In order to get the mean value of column 1 (or any other) you type:
$ awk 'BEGIN{s=0;}{s=s+$1;}END{print s/NR;}' file
In order to get the standard deviation of column 1 you type:
$ awk '{sum+=$1; sumsq+=$1*$1} END {print sqrt(sumsq/NR - (sum/NR)^2)}' file
or
$ awk '{delta = $1 - avg; avg += delta / NR; mean2 += delta * ($1 - avg); } END { print sqrt(mean2 / NR); }' file
The second option is working better with large numbers of data, without having the possibility for overflow.

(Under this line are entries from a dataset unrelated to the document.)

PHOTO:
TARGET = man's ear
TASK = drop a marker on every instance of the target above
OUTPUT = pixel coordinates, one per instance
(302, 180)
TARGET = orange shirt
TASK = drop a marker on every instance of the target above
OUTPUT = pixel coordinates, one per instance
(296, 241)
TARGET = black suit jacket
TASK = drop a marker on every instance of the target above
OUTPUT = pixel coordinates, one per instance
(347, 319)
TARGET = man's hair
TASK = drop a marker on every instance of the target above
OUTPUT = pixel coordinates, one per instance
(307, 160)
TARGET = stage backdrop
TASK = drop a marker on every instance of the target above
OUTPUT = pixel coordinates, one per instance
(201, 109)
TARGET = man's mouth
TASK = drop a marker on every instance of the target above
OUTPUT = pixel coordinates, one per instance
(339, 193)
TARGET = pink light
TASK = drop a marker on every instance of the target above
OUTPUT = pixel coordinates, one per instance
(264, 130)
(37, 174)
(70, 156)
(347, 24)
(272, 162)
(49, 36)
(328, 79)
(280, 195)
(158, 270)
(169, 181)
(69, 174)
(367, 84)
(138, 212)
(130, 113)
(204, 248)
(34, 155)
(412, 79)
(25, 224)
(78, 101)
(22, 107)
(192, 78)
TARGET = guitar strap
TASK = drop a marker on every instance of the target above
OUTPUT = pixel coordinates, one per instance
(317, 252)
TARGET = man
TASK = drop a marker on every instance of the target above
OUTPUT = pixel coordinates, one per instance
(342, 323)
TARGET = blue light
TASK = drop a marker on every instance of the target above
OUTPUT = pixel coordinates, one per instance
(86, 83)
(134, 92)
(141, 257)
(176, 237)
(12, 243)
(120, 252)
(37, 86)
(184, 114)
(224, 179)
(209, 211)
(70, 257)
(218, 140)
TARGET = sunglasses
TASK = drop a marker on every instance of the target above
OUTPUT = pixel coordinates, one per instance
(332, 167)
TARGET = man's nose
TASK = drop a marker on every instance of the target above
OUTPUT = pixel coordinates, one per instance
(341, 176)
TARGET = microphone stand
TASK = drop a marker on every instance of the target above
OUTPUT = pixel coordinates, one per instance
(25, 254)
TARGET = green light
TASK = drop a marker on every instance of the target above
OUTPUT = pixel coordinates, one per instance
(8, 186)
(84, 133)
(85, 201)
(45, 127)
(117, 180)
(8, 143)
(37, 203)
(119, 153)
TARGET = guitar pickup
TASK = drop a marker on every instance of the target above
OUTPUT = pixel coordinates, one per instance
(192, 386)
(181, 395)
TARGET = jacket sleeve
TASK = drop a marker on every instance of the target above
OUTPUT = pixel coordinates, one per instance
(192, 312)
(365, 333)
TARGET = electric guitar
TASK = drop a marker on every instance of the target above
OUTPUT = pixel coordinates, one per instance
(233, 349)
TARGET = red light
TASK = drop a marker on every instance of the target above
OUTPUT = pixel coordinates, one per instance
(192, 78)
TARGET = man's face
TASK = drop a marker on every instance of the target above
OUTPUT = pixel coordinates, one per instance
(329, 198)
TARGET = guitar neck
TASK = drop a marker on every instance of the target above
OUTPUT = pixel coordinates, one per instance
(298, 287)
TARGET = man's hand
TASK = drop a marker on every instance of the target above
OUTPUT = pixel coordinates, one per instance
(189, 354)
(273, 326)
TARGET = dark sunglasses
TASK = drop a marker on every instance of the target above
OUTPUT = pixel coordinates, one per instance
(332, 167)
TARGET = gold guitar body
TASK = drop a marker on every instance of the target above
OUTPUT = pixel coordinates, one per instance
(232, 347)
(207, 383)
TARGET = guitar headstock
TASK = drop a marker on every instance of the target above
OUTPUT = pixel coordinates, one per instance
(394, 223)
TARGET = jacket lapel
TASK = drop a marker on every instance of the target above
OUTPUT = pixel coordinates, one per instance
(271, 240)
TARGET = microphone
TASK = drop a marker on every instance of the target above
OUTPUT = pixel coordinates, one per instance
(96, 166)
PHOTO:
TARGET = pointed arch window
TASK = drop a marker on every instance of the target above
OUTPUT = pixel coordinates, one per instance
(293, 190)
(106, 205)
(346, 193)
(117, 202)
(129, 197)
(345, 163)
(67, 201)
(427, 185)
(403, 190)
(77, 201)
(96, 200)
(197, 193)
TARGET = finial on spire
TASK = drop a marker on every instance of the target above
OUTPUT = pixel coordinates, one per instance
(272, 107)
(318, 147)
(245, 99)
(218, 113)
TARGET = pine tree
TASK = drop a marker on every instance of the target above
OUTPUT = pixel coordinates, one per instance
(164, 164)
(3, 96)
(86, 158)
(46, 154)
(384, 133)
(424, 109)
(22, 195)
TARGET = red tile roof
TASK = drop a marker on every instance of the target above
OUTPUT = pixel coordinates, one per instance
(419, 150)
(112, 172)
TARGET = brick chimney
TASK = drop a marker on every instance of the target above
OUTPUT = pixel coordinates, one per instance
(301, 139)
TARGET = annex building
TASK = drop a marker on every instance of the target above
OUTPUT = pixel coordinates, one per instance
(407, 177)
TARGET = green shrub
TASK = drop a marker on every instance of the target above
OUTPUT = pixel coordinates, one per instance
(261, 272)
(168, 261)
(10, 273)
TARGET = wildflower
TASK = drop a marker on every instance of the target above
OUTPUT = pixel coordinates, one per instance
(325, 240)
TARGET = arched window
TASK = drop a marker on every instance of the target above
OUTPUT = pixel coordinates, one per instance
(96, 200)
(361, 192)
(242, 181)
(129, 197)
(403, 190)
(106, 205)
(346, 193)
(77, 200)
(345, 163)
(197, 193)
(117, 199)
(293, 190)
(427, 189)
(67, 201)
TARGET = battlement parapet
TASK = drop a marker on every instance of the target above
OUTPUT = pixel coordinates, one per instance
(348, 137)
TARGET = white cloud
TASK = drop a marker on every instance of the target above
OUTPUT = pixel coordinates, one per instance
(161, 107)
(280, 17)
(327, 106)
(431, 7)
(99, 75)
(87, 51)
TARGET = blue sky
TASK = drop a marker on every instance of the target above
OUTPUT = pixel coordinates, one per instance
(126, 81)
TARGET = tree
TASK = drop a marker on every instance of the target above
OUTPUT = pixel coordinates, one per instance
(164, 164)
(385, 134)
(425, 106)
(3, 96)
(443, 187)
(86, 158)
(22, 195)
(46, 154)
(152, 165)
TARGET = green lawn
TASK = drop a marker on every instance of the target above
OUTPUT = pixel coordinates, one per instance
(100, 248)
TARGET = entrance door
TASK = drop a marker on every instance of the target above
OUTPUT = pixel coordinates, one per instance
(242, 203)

Sources: utah.edu/awk , commandlinefu.com/standard deviation with awk
I replaced NR with (NR-1) to get the right result
awk ‘{delta = $1 – avg; avg += delta / NR; mean2 += delta * ($1 – avg); } END { print sqrt(mean2 / (NR-1)); }’ file
Indeed! Thanks for the input.
That’s only if it’s a “sample” standard deviation (i.e. the data does not represent the entire dataset).
Indeed! The (N-1) is the sample standard deviation when we do not know the population, while putting simply N means that we know all the examined population.
Thanks for pointing out, as this was written a lot of time ago!